This WP is dedicated to industrial transfer of the project results, and establishment of stronger and more fruitful links between volcano science and industry. Partner DIAS leads this WP, closely supported by the Coordinator. The industrial partners LV, WS and GSL hold relevant roles, and all partners contribute and participate. This WP includes the organization of a workshop on “Business and industry – oriented science developments” at month 26, involving geo-exploration industries in the fields of geothermal, oil, and gas energy as well as in the field of mineral resources, and industries developing technologies for monitoring natural processes and/or developing scientific laboratory instruments. Translating the results from WP4 (on Krafla) into outcomes and benefits or practical value for the geothermal exploitation activities by the industrial partner LV running the Krafla geothermal power plant, is among the objectives of this WP. The identification of next technological developments on gas analyzers and broad-band ground displacement devices is also a WP objective. The activities include (1) new developments by partner WS, initially defined in cooperation with partners INGV and LV, for gas measurement devices not available in the market and highly needed to both volcano and geothermal well monitoring and operations; and (2) advances in recent instrumentation developed by partner GSL, jointly identified with DIAS, INGV and LV, to monitor borehole broadband seismicity by extending instrumental operations to high T, highly corrosive environments typical of geothermal areas. All ESRs are involved at various levels, as they are expected to develop knowledge, skills and attitudes highly sought after from academia as well as from industry.
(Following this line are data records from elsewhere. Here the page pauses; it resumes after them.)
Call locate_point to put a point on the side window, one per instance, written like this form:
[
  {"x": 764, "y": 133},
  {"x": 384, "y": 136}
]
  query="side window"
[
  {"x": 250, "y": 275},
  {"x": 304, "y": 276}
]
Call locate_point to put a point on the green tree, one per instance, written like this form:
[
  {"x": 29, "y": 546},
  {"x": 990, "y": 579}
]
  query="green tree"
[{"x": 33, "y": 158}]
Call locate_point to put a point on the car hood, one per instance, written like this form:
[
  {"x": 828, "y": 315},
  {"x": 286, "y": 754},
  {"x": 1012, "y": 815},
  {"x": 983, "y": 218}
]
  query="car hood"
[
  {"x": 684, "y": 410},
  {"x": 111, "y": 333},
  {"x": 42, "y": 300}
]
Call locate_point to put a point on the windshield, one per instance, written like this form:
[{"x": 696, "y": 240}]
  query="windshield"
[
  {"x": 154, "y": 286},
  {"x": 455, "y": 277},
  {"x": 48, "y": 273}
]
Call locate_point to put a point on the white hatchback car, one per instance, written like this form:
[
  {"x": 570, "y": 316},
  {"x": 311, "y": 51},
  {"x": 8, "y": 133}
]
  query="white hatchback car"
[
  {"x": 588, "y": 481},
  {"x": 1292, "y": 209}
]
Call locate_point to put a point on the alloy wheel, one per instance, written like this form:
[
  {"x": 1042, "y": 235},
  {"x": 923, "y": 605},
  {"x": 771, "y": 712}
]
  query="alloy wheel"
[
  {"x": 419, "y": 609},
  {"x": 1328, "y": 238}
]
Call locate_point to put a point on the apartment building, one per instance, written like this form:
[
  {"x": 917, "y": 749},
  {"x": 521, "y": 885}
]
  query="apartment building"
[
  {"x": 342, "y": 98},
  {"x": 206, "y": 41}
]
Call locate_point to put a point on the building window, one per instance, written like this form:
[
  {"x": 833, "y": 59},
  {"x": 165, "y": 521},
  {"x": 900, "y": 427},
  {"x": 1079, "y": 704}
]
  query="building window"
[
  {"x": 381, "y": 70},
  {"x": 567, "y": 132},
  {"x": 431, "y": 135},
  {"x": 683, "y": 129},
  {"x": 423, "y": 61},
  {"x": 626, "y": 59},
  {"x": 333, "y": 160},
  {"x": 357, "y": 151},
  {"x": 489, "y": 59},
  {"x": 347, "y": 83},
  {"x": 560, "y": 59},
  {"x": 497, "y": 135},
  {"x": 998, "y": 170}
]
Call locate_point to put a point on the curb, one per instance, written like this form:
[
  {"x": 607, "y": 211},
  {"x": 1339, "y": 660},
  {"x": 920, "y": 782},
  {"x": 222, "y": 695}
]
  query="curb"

A Data Management Plan (DMP) will be first implemented at month 6, and further updated at months 17 and 48, with principles and rules to make the IMPROVE data findable, accessible, interoperable and reusable (FAIR), ensuring data-related Intellectual Property Rights. Daily operational activities and internal cooperation will be supported through a password-protected data-sharing platform, accompanied by a meta-database where the IMPROVE data are catalogued in order to ensure maximum access and usability. Before project end the data generated will be organized by partners INGV and UI into a database with standards adopted by EPOS (, that will provide the platform and services for data opening two years after project end. All data developed in the project will be in principle included in the Open Research Database (ORD), unless major reasons to opt out emerge; data developed by participating SMEs may be left out from the ORD if that conflicts with IPR protection and agreements with the industrial partners. The database will include raw (level 0) data as well as high level data (e.g., located seismicity). The DMP will describe the dataset being generated, the policies adopted for their internal and external use, the standards adopted for data collection and the metadata accompanying the database, the classes of data not included in the database (e.g., those protected by industrial IPR), the methods for data archiving and preservation, and other elements relevant to allow maximum availability and proper referencing. While partner INGV as the Coordinating Organization holds the main responsibility on this WP, partners UI and LV share responsibilities concerning the data produced in relation to WP4 on Krafla volcano; and all partners contribute with the data acquired, processed or produced by them in the frame of the project, as well as with the data external to the project but made accessible to the project consortium.